# Book Recommendation for Brand New Christian



## ABondSlaveofChristJesus (Apr 7, 2005)

I have a brand new friend who has become a brand new christian. Naturally all the churches around here are not that sound in doctrine, and I don't want to watch him go astray. Does anyone have any good book recommendations for a new Christian to read? He is 20 but probably needs something that is more of an easy read.


----------



## crhoades (Apr 7, 2005)

Creation Regained: Building a Christian Worldview by Al Wolters.
It shows that salvation impacts all of life. It is reformed. It works a person through a creation/fall/redemption framework. It's written in non-technical language and is a short read. 

Of course the WSC/WCF. Then turn em lose through the Institutes!


----------



## Myshkin (Apr 7, 2005)

"Essential Truths of the Christian Faith" - R.C. Sproul
"Holiness of God" - R.C Sproul
"Renewing Your Mind" - R.C. Sproul
"Concise Theology" - J.I. Packer
"Putting Amazing Back into Grace" - Mike Horton
"Foundations of the Christian Faith" - James Boice
"The Gospel for Real Life" - Jerry Bridges
"The Passion of Jesus Christ"(?) - John Piper


----------



## Jie-Huli (Apr 7, 2005)

I would not count out older writers, even for new Christians, as many of them have written things very suitable for those new in the faith.

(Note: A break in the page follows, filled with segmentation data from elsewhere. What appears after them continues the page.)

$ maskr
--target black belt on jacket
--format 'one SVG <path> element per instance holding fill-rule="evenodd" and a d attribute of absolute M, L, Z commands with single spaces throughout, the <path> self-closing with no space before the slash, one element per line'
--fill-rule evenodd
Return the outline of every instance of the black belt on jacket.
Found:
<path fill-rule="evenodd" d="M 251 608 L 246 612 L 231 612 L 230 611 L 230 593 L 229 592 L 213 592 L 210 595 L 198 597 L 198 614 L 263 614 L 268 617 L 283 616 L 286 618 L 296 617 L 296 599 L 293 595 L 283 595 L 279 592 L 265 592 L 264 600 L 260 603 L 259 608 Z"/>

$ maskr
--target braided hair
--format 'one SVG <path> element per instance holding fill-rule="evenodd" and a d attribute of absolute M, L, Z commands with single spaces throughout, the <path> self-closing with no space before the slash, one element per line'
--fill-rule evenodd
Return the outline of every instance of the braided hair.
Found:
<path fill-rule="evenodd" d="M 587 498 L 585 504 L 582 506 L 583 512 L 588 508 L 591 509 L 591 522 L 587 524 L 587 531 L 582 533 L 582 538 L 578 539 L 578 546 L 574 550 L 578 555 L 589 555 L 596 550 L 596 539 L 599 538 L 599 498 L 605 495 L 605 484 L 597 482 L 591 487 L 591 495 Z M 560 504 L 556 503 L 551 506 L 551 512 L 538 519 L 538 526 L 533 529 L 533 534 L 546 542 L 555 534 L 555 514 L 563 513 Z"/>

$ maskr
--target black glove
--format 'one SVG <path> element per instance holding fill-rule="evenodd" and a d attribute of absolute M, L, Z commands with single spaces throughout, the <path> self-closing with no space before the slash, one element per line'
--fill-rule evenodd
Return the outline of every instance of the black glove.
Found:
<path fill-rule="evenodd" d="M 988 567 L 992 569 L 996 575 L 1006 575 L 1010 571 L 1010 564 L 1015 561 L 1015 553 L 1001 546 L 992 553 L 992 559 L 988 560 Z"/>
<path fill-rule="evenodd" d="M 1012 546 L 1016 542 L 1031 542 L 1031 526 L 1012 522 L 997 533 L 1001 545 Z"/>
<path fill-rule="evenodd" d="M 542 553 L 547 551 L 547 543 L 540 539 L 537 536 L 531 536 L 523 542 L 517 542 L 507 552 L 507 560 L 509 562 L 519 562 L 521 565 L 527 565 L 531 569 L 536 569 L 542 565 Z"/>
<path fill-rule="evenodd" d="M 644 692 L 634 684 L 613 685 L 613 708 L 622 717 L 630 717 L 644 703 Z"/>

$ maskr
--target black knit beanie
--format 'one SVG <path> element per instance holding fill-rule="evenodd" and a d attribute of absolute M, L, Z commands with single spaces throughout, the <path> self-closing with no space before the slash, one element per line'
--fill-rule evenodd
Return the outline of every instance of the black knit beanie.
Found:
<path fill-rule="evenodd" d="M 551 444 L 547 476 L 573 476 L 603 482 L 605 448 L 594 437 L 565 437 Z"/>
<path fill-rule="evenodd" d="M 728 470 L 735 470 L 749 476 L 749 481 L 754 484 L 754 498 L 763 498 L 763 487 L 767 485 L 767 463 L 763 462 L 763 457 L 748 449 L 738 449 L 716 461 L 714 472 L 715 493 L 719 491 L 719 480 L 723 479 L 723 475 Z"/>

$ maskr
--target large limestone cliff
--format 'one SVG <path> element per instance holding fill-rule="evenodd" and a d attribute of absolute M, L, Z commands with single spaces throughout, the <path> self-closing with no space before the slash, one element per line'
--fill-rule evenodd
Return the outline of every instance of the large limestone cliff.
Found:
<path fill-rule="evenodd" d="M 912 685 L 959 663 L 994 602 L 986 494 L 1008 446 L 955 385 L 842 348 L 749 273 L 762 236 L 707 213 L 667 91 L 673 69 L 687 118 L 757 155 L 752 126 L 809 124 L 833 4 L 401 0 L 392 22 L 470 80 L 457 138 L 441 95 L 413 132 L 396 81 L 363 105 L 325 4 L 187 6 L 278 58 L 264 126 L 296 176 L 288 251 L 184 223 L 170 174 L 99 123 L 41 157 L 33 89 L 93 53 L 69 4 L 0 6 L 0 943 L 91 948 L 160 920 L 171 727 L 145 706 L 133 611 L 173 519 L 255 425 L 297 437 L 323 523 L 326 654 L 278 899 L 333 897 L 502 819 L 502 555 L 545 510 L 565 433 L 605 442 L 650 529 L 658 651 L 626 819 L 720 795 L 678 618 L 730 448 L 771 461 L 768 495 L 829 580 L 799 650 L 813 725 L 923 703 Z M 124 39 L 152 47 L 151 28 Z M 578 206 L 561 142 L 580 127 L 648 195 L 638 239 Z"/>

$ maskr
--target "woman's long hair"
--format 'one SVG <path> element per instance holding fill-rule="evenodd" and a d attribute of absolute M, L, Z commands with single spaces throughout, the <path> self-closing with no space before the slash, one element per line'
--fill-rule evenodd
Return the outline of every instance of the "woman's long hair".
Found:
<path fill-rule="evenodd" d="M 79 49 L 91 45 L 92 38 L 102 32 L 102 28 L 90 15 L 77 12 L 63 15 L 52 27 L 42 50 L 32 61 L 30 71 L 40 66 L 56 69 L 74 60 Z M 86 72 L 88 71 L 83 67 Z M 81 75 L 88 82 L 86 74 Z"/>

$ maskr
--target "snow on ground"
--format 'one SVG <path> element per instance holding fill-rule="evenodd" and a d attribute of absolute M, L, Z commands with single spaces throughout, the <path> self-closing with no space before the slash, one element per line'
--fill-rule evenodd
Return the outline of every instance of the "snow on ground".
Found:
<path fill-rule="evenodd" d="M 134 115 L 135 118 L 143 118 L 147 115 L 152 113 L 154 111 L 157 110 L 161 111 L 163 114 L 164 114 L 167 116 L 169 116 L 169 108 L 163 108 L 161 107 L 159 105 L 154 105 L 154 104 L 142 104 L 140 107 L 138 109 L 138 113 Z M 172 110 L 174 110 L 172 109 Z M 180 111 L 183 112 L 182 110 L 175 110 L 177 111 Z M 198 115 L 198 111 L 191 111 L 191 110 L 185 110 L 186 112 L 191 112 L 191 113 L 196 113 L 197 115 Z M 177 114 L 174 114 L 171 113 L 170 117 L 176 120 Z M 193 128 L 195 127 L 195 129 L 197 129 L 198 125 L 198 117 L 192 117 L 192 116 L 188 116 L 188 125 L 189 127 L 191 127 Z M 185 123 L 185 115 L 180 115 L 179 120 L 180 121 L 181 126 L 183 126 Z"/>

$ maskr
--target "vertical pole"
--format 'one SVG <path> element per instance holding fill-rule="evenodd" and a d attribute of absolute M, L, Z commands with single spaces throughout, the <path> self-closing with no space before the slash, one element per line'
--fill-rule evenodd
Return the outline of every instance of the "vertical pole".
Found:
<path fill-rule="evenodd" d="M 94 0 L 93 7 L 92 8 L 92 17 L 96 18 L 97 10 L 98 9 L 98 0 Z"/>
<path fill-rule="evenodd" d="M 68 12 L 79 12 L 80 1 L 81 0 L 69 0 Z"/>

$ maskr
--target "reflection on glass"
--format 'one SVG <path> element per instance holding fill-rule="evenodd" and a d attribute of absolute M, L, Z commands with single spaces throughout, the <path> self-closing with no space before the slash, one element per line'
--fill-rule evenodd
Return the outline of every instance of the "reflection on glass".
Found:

This gives the added benefit that the new Christian gets used to reading classic reformed writers from the very beginning.

A few recommendations:

A Golden Booklet of the True Christian Life, by John Calvin. (Good and simple book about applying our faith in our daily lives).

Grace Abounding to the Chief of Sinners, by John Bunyan.

Morning and Evening, by Charles Spurgeon (as a devotional aid)


Blessings, 

Jie-huli


----------



## wsw201 (Apr 7, 2005)

Knowing God - J.I. Packer. This is an excellent book for those who are new to Christianity. But first and foremost he needs to read the Scriptures!


----------



## WrittenFromUtopia (Apr 7, 2005)

_Chosen by God_ by R.C. Sproul

Let him know immediately how he was saved through God's amazing grace.


----------



## lwadkins (Apr 7, 2005)

> _Originally posted by wsw201_
> Knowing God - J.I. Packer. This is an excellent book for those who are new to Christianity. But first and foremost he needs to read the Scriptures!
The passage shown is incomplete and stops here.